(Mi recordación anual de La Descarnada.)
Me gustaría vivir siempre, siempre (…) – Porque como iba diciendo y lo repito: – ¡Tanta vida y jamás! – Tantos años, ¡y siempre, muchos siempre, siempre, siempre!
Porque se impone hablar de la muerte; tenerla presente por una razón vital: vivos estamos, y por esta sola condición es la muerte nuestra desembocadura natural. La edad no importa ni el estado de salud. Nada importa nada frente a la muerte, esa que nos será siempre espantable, y prematura siempre, no importa a qué edad sobrevenga, y lo provechoso: si tenemos presente que nuestro destino es morir, más habremos de apreciar este nuestro tiempo de vida. Porque mientras nosotros somos, ella no es, y cuando ella es, nosotros ya no somos, dice el filósofo. Y qué tiempo mejor para recordar a la muerte, la propia y particular, que estos días cenicientos de noviembre. Memento homo…
Cuando yaces agonizante no mueres sólo de enfermedad. Mueres de toda tu vida. Aprende a morir y vivirás. Nadie aprenderá a vivir si no ha aprendido a morir. Si no sabes, no te preocupes: la naturaleza te dará todas las instrucciones sobre el asunto.
A recordar a nuestros difuntos; a detener el tanto de un suspirillo nuestra desaforada carrera rumbo a ninguna parte y meditar en la única certidumbre que tenemos en esta vida: la muerte. Porque en verdad les digo: para morir sólo se necesita estar vivo, y sólo está vivo quien sabe que habrá de morir, y créanme: es más tarde de lo que suponemos; de lo que desearíamos tantos…
Y no quiero morir. No quisiera morir: – amo la vida porque está colmada de poesía – y de crímenes, y de odio, y rabia y lágrimas…
No; ni el poeta ni nosotros, sobre todo quienes ya dejamos atrás el Mar de las Tempestades y doblamos el Cabo de Buena Esperanza. Pues no, Pero habrá que morir. Hay que morirse: – hay que irse muriendo a piedra y lodo. – A soledad, a gritos, a poemas: – hay que morirse. Nada más. A secas.
Sabines: Mi madre me contó que yo lloré en su vientre. – A ella le dijeron: tendrá suerte. – Alguien me habló todos los días de mi vida – al oído, despacio, lentamente. – Me dijo: ¡vive, vive, vive! – Era la muerte.
La melancólica voz de Nezahualcóyotl: ¿Acaso se vive con la raíz en la tierra? – No para siempre en la tierra: sólo un poco aquí. – Aunque sea de jade se quiebra, aunque sea de oro se quiebra – aunque sea plumaje de quetzal se desgarra. – No para siempre en la tierra: sólo un poco aquí».

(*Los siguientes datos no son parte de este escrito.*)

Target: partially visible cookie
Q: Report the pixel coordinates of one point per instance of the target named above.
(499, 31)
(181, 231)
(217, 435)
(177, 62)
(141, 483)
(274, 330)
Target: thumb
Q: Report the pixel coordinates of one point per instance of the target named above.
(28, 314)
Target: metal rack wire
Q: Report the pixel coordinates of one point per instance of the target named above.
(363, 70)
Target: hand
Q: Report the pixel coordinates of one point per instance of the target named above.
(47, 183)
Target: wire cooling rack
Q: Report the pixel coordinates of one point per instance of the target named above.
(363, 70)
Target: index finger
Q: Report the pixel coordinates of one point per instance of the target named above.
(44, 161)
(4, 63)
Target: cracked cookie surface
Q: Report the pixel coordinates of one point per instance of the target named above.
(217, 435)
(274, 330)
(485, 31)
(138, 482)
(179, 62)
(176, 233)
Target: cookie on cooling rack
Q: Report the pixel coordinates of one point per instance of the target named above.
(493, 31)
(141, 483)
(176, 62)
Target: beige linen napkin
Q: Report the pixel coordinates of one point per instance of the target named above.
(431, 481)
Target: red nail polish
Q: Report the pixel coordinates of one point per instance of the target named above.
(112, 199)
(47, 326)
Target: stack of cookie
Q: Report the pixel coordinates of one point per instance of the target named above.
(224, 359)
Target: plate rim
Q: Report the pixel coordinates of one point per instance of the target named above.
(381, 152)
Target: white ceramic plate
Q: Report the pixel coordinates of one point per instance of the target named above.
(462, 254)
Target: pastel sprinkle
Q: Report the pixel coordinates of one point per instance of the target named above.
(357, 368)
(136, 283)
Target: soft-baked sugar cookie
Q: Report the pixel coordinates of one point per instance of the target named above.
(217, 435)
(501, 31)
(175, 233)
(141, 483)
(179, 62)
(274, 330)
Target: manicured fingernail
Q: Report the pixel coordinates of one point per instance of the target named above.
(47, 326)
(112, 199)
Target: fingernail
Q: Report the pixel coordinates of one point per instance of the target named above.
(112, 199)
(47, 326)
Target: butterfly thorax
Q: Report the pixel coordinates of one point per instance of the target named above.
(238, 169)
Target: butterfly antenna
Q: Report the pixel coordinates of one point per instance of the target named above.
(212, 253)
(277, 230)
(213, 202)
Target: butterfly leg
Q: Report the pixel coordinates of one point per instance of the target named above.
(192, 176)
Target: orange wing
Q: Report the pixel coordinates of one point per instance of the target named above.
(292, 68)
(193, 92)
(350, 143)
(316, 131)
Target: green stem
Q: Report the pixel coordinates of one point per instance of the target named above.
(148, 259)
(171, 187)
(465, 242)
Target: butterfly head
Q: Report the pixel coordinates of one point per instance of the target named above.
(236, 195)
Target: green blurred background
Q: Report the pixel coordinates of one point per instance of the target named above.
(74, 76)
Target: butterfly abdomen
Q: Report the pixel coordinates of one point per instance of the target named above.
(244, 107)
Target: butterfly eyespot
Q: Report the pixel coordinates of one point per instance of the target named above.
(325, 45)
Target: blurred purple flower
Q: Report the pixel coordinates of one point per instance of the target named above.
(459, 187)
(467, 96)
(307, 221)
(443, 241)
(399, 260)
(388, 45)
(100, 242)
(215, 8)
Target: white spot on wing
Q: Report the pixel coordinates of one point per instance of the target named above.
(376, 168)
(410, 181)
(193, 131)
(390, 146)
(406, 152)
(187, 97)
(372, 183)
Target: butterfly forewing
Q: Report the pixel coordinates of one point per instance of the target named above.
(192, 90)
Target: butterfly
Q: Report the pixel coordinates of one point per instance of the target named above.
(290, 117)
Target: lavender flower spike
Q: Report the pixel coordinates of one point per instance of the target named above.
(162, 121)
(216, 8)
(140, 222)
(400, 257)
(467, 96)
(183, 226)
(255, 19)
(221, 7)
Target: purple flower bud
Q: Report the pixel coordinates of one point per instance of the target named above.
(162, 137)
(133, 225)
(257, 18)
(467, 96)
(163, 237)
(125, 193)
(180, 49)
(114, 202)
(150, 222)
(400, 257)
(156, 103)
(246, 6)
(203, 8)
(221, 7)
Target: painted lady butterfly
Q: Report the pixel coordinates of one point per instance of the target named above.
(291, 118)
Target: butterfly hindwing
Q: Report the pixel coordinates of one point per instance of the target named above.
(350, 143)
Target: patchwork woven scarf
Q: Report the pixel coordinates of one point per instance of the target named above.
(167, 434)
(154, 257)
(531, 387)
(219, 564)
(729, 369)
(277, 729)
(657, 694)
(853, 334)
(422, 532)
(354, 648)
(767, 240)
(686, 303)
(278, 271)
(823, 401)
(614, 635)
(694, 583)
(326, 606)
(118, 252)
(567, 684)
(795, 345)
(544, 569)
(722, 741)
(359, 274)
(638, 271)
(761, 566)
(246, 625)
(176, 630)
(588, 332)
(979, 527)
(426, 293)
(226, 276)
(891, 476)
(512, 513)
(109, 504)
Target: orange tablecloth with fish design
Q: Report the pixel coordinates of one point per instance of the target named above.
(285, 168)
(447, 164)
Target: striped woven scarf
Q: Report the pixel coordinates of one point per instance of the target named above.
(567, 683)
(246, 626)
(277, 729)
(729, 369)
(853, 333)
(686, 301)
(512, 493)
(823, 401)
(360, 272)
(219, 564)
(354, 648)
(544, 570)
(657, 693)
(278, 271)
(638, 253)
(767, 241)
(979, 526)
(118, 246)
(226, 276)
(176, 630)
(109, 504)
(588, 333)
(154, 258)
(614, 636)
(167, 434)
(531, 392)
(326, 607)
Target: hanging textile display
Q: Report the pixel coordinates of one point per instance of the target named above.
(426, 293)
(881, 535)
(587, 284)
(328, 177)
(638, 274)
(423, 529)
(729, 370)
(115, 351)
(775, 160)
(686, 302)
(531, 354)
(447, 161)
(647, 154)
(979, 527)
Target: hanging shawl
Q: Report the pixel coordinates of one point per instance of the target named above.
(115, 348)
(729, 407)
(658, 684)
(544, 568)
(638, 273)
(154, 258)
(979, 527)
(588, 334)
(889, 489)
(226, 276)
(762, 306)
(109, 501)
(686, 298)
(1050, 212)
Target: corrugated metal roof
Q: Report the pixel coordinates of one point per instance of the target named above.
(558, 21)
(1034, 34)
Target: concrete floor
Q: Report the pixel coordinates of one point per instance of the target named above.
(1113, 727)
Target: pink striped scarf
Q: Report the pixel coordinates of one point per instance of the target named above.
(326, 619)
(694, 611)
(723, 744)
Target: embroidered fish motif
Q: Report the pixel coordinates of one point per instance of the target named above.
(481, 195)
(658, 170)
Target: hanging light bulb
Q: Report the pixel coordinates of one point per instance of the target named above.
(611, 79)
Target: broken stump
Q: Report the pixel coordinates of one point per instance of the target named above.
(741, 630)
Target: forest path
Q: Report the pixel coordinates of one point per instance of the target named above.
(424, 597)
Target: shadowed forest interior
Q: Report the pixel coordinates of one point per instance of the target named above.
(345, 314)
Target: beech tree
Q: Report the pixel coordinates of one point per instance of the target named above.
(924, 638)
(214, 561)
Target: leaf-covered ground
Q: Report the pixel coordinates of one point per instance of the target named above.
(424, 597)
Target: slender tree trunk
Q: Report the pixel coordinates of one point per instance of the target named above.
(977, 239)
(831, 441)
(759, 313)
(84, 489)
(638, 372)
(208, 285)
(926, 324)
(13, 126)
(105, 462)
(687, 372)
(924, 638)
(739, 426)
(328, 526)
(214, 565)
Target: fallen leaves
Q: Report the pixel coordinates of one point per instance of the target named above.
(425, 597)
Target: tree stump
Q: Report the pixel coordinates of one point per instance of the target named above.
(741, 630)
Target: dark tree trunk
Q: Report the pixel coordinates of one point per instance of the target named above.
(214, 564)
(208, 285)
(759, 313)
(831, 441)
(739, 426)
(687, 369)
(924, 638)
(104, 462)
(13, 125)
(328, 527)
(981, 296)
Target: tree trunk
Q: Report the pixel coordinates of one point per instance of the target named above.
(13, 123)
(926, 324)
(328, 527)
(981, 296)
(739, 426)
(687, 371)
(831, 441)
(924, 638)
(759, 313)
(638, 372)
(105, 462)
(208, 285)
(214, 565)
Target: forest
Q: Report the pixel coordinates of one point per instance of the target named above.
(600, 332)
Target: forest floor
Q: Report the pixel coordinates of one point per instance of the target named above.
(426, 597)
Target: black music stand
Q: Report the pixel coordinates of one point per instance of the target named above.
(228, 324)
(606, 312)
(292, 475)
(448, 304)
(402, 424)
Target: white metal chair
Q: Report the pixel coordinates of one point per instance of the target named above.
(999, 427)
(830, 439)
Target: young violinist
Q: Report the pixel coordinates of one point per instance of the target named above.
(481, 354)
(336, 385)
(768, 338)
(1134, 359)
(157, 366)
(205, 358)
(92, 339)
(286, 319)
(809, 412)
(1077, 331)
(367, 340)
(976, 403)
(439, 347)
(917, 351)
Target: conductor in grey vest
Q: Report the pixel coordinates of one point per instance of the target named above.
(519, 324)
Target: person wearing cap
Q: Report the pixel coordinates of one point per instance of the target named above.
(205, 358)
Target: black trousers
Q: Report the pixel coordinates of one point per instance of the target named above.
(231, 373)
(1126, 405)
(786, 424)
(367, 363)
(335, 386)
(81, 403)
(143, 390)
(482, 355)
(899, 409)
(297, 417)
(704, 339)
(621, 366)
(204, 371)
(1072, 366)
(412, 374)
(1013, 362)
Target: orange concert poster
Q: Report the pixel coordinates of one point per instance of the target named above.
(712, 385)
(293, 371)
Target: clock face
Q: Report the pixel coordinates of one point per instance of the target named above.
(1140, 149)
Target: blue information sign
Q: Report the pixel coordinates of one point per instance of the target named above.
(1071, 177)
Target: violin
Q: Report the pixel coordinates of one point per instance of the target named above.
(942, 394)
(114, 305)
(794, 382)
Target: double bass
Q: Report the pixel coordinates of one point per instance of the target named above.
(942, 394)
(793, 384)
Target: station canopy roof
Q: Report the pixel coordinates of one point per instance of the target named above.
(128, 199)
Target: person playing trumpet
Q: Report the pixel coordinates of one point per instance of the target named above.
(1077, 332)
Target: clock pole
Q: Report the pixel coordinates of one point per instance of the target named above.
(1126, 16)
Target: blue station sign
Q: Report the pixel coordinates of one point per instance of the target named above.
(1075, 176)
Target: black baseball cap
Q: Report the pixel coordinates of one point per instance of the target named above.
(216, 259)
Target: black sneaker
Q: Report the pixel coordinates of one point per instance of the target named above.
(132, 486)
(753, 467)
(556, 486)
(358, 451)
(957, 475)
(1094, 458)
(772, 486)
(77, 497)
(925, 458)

Y algo que desde los tiempos sin memoria obsesionan al hombre: ¿qué es la muerte? ¿Cuál es el misterio sin fondo de la muerte? ¿Cuál? Sabiduría quintaesenciada, la literatura oriental:
“Desearíais saber el secreto de la muerte, pero, ¿cómo saberlo si no buscáis en el corazón de la vida? Si en realidad queréis conocer el espíritu de la muerte, abrid bien vuestro corazón al cuerpo de la vida. Porque la vida y la muerte son uno, como lo son el río y el mar».
Pero fuera tristuras, arriba corazones, estos que anidan vivos dentro del pecho, que lo jura el Popol Vuh: Nosotros somos los vengadores de la muerte. Nuestra estirpe no se extinguirá mientras haya luz en el lucero de la mañana.
Porque muerte y lucero están ahí nomás, tras lomita, vivir; pero vivir a cabalidad, con todos los sentidos vivos todavía; vivir hasta atragantarnos, cada día y en el cogollo de cada minuto. Hoy nada más. Por siempre hoy, por más que el siempre sea un invento del humano para sus dioses, no para simples humanos. Vivir la vida. Porque habrá que morir. (Memento mori.)